We return to the question: Is the view just noticed in harmony
with and based on the Word? Let us see. If there is nothing on the
altar but bread and wine, why does Christ say, "This is _My body ...
My blood_?" Why not say, This is bread, this is wine? If Christ wanted
us to understand that the bread and wine merely represent or are
emblems of His body and blood, why did He not say so? Did He not know
how to use language? Did He use dark or misleading words in His last
Will and Testament? Why does Paul, in speaking of worthy and unworthy
communing, speak of the body of Christ as present, as a matter of
course? Was he inspired to misunderstand Christ and lead plain readers
astray? If there is nothing more in the sacrament than to remember
Christ, why--as already noticed--did not the writers of the first two
Gospels put in the words, "_Do this in remembrance of Me_?" Or why did
not Christ plainly say, "Take, eat this bread, which represents My
body, in remembrance of Me?" Clearly, the doctrine in question is not
based on the words of Scripture. It cannot be supported by Scripture.
Neither do its defenders attempt to support it by the passages that
clearly speak of this sacrament. If they try to bring in any Scripture
proof, they quote passages that have nothing to do with the subject.

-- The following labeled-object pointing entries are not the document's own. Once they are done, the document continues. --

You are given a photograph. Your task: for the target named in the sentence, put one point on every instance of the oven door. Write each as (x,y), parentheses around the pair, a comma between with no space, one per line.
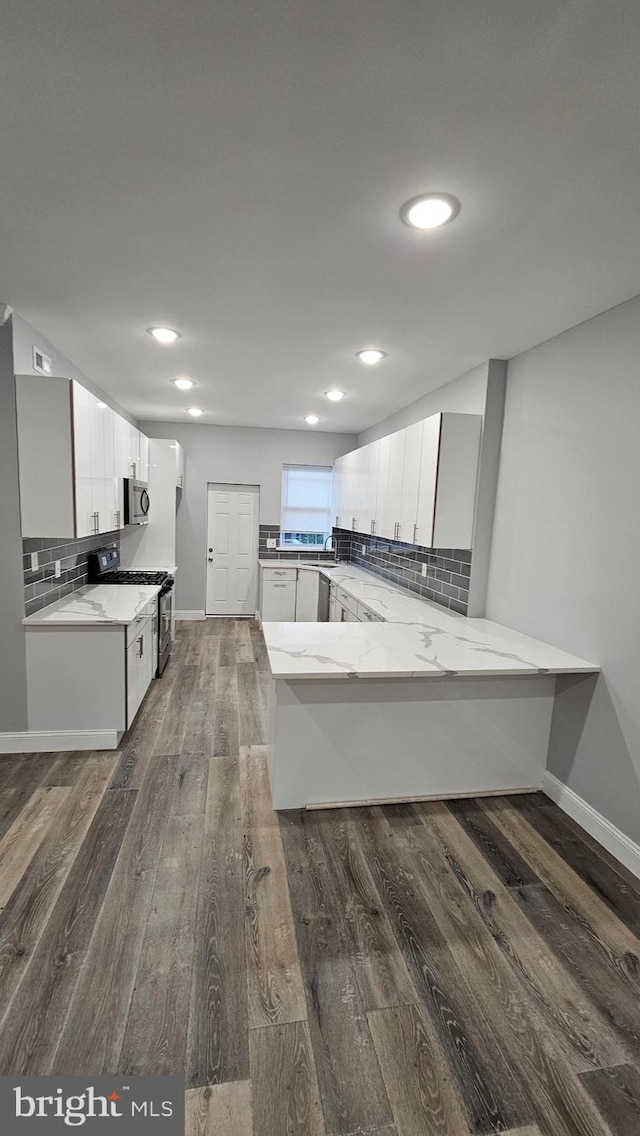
(136,500)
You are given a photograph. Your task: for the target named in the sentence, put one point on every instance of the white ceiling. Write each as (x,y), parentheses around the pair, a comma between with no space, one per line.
(234,168)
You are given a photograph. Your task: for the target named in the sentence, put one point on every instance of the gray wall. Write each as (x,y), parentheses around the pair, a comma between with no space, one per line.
(466,395)
(26,337)
(13,662)
(239,454)
(566,543)
(481,391)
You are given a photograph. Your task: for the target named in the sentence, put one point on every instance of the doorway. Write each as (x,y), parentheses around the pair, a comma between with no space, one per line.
(232,549)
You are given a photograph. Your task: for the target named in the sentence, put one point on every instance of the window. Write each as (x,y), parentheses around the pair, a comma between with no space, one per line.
(306,506)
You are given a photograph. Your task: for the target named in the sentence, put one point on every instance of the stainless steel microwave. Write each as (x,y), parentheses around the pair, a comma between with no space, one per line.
(135,502)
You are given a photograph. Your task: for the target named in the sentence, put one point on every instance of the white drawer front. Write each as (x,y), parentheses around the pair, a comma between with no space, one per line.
(281,574)
(347,601)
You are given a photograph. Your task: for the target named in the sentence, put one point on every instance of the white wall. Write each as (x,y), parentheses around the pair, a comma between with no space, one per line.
(13,656)
(464,395)
(566,543)
(237,454)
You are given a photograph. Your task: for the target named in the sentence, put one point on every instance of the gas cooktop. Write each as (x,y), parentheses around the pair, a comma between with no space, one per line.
(134,577)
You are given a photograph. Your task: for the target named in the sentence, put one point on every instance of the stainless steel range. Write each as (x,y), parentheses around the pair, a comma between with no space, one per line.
(104,568)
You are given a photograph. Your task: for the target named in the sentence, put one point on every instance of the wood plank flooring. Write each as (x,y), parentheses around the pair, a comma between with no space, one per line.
(437,969)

They draw their proofs and supports principally from reason and
philosophy.

Surely a doctrine that changes the words of the institution,
wrests and twists them out of their natural sense, and does violence
to all sound rules of interpretation that must bolster itself up by
the very same methods of interpretation that are used to disprove the
divinity of Christ, the resurrection of the body, and the eternity of
future punishment, is not the doctrine of Christ.